One reason this blog has been a giant relief/release/surprise blessing is that it is simply unbelievable to write a piece and more or less immediately send it out to the universe knowing that someone, if they’ve a mind to, will find and read it. Part of my angst over my work is ego-based, but another part is simply that I’ve worked hard on something and finished it and now I want to give the darn gift! I can’t wait to give the gift! Look!–here’s a book! Look!–I want to show you my essay, my story, my post! The generosity of my fellow bloggers, all you thoughtful, careful readers, how and why and that people respond have already revealed themselves to be part of an unfolding mystery.  And somehow I feel that the blog, and whatever comes of it, is going to lead me closer to letting go of some of my most ancient, seemingly hard-wired ideas. That you have to work really, really hard and there’s NO MONEY. That nothing ever works out FOR ME. That I can never, ever rely on ANYONE BUT MYSELF. (Again, you may have to be a driven-by-self-centered-fear addict to get this). Because for things to “work out,” whatever that means, isn’t what I really want. I want to be released from bondage. I want to dare to accept the gift of reality. I want to live, as they did in medieval times, knowing that the most seemingly mundane moment is shot through with metaphysical significance and weight. 

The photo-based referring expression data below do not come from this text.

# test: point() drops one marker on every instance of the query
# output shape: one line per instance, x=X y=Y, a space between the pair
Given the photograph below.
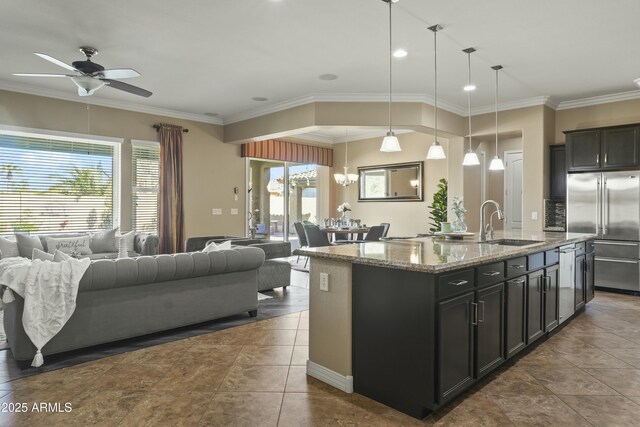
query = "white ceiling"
x=203 y=56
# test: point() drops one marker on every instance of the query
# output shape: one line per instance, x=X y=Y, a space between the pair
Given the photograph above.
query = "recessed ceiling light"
x=327 y=77
x=400 y=53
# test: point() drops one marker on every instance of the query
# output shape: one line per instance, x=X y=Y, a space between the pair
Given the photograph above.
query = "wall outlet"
x=324 y=282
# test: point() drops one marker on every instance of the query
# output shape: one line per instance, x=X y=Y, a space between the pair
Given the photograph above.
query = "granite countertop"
x=437 y=255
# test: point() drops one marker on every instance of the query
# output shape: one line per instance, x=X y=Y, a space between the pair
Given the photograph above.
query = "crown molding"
x=93 y=100
x=513 y=105
x=346 y=97
x=595 y=100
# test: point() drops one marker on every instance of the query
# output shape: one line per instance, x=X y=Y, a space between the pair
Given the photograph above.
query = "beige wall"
x=211 y=168
x=610 y=114
x=406 y=218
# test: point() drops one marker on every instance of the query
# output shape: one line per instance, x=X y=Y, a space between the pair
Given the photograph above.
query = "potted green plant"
x=439 y=206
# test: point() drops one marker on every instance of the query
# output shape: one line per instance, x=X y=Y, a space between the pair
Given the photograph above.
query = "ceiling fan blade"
x=128 y=88
x=56 y=61
x=40 y=75
x=118 y=73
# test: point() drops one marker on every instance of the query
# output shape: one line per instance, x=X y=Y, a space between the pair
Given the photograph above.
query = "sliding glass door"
x=280 y=193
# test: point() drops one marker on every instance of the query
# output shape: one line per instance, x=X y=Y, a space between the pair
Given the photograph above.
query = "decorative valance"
x=274 y=149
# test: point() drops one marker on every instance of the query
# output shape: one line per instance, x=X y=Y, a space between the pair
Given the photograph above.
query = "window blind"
x=145 y=163
x=56 y=185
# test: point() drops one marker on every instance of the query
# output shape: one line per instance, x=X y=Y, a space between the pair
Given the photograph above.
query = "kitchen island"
x=412 y=323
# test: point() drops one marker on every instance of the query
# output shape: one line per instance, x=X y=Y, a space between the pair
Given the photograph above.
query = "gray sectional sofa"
x=129 y=297
x=276 y=271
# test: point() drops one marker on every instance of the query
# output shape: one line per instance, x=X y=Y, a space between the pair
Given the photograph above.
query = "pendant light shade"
x=470 y=158
x=345 y=179
x=496 y=163
x=390 y=142
x=435 y=151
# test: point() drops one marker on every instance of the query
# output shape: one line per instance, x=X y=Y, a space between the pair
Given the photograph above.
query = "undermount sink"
x=513 y=242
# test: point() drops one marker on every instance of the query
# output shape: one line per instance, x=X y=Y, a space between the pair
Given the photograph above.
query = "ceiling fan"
x=90 y=76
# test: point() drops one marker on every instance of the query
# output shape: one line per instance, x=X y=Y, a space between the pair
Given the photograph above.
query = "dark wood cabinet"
x=610 y=148
x=490 y=329
x=551 y=313
x=589 y=263
x=515 y=315
x=580 y=281
x=535 y=305
x=620 y=148
x=583 y=151
x=456 y=336
x=557 y=172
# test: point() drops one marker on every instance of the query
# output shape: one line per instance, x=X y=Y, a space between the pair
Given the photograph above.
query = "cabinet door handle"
x=474 y=314
x=492 y=273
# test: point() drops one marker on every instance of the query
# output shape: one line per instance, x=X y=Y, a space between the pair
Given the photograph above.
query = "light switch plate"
x=324 y=282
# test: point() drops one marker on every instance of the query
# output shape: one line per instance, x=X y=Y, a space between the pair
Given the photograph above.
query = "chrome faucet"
x=484 y=229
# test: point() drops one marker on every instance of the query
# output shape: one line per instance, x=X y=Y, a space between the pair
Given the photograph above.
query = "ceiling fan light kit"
x=390 y=142
x=90 y=76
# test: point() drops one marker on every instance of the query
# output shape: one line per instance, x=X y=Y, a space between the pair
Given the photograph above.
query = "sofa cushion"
x=103 y=241
x=79 y=244
x=27 y=243
x=8 y=248
x=107 y=273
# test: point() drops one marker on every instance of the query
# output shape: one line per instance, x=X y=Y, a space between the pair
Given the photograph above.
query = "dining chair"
x=302 y=237
x=386 y=226
x=315 y=237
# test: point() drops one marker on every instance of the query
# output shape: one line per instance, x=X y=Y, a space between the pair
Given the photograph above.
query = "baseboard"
x=341 y=382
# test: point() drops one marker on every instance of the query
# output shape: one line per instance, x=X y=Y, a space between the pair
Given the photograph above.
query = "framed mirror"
x=401 y=182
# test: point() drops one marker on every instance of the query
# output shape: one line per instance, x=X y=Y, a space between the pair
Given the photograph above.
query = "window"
x=145 y=178
x=57 y=182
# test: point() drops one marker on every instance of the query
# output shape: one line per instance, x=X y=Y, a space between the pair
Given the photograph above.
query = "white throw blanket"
x=49 y=290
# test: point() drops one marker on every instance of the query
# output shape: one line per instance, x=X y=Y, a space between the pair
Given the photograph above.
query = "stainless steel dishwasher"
x=566 y=291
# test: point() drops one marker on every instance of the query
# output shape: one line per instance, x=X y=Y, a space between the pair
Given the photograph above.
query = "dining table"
x=355 y=233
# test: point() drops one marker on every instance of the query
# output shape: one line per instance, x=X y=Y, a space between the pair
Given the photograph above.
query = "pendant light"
x=345 y=179
x=496 y=163
x=390 y=142
x=435 y=151
x=470 y=158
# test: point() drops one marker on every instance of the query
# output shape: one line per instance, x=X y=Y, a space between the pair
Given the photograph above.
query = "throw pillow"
x=103 y=241
x=27 y=243
x=79 y=244
x=41 y=255
x=128 y=239
x=220 y=246
x=8 y=248
x=60 y=256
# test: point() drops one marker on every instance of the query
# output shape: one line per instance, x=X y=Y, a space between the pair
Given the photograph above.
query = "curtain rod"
x=157 y=128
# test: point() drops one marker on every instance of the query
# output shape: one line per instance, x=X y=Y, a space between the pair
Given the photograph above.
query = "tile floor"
x=254 y=375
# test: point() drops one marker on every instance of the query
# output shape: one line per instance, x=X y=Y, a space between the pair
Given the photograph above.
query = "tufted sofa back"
x=116 y=273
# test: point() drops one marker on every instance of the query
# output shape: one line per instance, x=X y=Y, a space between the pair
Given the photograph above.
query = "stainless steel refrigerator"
x=608 y=204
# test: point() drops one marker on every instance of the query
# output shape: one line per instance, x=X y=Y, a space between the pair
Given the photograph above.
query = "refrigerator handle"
x=605 y=206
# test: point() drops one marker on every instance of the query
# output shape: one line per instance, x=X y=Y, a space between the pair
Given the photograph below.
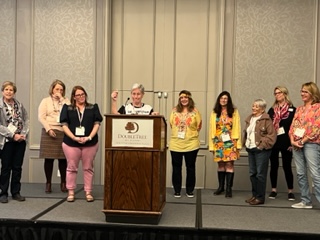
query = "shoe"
x=89 y=197
x=256 y=202
x=18 y=197
x=291 y=197
x=190 y=195
x=302 y=205
x=273 y=195
x=63 y=187
x=3 y=199
x=70 y=197
x=48 y=188
x=177 y=195
x=250 y=199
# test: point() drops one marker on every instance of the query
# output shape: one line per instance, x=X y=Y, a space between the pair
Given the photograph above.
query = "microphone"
x=124 y=105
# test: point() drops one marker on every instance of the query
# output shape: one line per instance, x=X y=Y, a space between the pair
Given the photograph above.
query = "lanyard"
x=80 y=115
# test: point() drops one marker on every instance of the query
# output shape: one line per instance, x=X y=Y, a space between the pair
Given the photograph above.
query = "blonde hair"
x=285 y=92
x=8 y=83
x=54 y=84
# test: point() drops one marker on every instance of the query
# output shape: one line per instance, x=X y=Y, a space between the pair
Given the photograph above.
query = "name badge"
x=80 y=131
x=181 y=135
x=225 y=137
x=299 y=132
x=12 y=128
x=281 y=131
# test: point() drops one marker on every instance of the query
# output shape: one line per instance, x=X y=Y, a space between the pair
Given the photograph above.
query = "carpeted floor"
x=204 y=211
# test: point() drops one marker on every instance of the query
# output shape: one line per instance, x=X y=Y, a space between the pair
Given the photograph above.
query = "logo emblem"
x=132 y=127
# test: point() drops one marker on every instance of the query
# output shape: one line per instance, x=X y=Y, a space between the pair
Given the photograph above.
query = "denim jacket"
x=4 y=131
x=265 y=134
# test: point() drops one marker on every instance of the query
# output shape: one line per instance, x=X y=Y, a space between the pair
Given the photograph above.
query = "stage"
x=49 y=216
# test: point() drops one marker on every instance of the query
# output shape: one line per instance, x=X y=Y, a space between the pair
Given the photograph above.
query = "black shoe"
x=177 y=195
x=3 y=199
x=291 y=197
x=273 y=195
x=190 y=195
x=18 y=197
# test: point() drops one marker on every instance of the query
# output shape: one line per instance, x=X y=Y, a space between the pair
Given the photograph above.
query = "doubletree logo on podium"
x=132 y=127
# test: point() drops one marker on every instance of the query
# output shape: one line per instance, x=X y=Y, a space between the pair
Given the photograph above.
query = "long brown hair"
x=73 y=94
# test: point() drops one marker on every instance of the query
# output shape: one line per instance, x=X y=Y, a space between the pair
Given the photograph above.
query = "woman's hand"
x=52 y=133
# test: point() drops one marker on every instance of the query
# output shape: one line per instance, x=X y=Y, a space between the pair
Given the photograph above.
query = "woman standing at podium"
x=80 y=122
x=136 y=106
x=185 y=123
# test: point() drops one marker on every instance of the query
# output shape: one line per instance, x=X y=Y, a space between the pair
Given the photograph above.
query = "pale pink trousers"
x=74 y=155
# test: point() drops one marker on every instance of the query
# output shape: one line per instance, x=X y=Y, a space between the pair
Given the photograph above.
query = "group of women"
x=69 y=134
x=70 y=130
x=283 y=129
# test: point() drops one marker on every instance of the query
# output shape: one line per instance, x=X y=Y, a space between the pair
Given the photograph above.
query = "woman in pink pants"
x=80 y=121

“For us, then, circumstances are not neutral. They are not things that happen without any meaning; that is, they are not just things to put up with, to suffer stoically. They are part of our vocation, of the way in which God, the good Mystery, calls us, challenges us, educates us. For us, these circumstances have all the weight of a call, and thus are part of the dialogue of each one of us with the Mystery present.

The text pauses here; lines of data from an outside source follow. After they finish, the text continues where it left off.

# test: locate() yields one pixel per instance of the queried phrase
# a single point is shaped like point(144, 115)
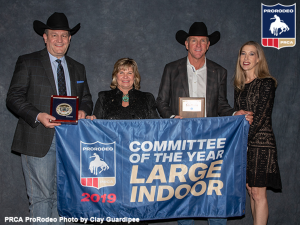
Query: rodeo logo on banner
point(152, 169)
point(278, 25)
point(97, 164)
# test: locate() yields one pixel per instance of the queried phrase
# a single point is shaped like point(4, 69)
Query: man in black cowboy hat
point(37, 76)
point(196, 76)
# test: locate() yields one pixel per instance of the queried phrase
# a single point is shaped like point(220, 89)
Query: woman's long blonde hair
point(261, 70)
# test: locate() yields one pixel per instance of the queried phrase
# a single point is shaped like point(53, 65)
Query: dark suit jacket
point(174, 84)
point(29, 94)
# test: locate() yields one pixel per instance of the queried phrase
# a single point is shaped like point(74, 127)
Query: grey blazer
point(174, 84)
point(29, 94)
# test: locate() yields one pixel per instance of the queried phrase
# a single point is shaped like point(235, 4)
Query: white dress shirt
point(197, 81)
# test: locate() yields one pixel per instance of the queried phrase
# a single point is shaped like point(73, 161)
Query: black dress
point(262, 166)
point(141, 105)
point(109, 106)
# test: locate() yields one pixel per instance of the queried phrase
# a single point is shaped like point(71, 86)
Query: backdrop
point(145, 31)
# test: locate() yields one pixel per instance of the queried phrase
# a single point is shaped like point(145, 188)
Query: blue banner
point(152, 169)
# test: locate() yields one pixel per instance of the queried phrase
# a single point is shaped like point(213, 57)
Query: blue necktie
point(61, 79)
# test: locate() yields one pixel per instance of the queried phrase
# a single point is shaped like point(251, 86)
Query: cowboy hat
point(57, 21)
point(197, 29)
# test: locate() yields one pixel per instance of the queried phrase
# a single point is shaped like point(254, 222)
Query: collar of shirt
point(54, 65)
point(197, 80)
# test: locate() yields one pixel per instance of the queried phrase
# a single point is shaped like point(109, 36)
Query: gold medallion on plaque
point(64, 109)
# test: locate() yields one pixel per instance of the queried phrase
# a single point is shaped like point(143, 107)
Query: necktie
point(61, 79)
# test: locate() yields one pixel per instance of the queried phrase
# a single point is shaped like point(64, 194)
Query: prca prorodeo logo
point(278, 25)
point(97, 164)
point(64, 109)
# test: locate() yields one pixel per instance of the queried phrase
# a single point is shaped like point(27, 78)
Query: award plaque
point(191, 107)
point(64, 108)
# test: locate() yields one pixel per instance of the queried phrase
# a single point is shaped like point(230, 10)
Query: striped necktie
point(61, 79)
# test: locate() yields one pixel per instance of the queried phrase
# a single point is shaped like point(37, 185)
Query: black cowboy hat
point(57, 21)
point(197, 29)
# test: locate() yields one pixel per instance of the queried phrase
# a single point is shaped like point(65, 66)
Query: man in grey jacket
point(196, 76)
point(37, 76)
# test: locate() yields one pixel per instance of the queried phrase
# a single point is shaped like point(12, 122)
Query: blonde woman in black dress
point(255, 91)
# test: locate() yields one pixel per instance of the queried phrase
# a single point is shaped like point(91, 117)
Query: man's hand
point(93, 117)
point(45, 119)
point(81, 114)
point(249, 115)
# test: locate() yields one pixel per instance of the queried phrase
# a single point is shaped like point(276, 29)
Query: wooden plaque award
point(64, 108)
point(191, 107)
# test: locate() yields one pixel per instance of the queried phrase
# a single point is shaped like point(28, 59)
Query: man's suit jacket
point(29, 94)
point(174, 84)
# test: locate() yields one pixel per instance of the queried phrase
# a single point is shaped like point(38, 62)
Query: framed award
point(64, 108)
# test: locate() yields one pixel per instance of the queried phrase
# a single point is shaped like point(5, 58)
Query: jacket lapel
point(210, 83)
point(182, 71)
point(48, 68)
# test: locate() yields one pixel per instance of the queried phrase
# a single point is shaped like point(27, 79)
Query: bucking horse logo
point(97, 163)
point(278, 24)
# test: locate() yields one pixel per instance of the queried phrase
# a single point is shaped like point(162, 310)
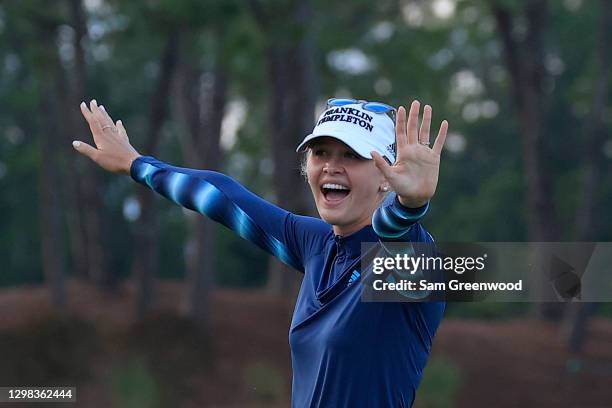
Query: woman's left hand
point(414, 175)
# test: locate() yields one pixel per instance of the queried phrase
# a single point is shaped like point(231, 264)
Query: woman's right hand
point(113, 151)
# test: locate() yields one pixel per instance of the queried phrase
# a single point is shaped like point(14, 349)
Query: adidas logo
point(354, 276)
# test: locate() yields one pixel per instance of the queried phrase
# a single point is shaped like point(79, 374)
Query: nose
point(332, 166)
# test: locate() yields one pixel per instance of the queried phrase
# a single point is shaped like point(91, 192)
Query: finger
point(382, 164)
point(106, 118)
point(439, 144)
point(85, 111)
point(122, 130)
point(92, 121)
point(400, 128)
point(424, 133)
point(413, 122)
point(98, 114)
point(85, 149)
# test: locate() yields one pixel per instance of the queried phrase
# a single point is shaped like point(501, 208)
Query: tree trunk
point(578, 314)
point(201, 108)
point(52, 239)
point(291, 75)
point(525, 63)
point(146, 234)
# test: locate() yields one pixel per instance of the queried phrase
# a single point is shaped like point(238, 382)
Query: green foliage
point(133, 385)
point(265, 381)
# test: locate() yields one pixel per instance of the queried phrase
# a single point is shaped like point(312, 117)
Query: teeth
point(335, 186)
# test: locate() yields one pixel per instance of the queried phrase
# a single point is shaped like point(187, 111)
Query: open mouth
point(335, 193)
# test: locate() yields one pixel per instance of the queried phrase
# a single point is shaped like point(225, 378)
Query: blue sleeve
point(393, 222)
point(287, 236)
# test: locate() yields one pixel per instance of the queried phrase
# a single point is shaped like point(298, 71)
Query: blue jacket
point(344, 352)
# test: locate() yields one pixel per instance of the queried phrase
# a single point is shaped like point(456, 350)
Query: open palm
point(414, 175)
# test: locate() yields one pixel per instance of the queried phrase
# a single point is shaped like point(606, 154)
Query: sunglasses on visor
point(376, 107)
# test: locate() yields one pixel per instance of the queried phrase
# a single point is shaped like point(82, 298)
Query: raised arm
point(281, 233)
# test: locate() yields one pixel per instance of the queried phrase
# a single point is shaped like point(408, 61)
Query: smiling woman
point(344, 352)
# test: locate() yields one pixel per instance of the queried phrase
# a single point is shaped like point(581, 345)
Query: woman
point(345, 352)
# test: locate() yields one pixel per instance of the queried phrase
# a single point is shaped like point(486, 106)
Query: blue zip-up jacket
point(345, 353)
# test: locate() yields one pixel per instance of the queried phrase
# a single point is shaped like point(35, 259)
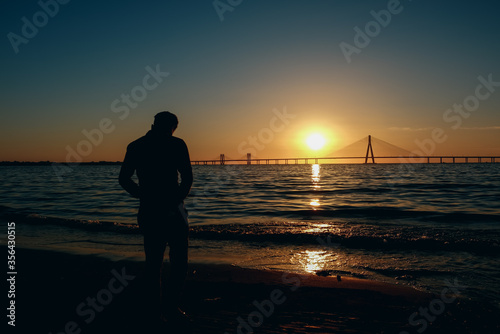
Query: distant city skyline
point(83, 79)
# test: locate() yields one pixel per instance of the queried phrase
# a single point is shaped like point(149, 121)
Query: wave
point(393, 236)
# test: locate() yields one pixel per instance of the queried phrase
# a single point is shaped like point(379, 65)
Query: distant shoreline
point(49, 163)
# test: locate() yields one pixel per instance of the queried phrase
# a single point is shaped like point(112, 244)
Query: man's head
point(165, 123)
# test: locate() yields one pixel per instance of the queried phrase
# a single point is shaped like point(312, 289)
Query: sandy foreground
point(58, 292)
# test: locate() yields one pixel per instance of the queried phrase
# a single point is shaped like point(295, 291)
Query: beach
point(262, 258)
point(53, 290)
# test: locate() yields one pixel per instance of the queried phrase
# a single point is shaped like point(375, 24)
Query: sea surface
point(415, 224)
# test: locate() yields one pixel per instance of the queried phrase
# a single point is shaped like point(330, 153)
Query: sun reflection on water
point(312, 261)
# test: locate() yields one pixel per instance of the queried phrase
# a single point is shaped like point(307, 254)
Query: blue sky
point(226, 77)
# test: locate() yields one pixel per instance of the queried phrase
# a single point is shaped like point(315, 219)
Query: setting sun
point(315, 141)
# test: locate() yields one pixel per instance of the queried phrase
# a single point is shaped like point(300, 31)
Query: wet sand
point(65, 293)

            Life is a dialogue.
            ‘Life is not a tragedy. Tragedy is what makes everything amount to nothing. Yes, life is a drama. It is dramatic because it is the relationship between our I and the You of God, our I that must follow the steps which God indicates.’ (L[uigi] Guissani)…[P]recisely because this You exists, circumstances call us to him. It is he who calls us through them. It is he who calls us to destiny through everything that happens.”
–Father Julián Carron
My books aren’t in limbo, in other words, I’m in the midst of a dialogue! A drama! My destiny! I’m having a relationship with God (if only, just once, He’d speak!) So just for today, let me want to be happy more than I want to be right.
And let’s hope Rip puts down the weed.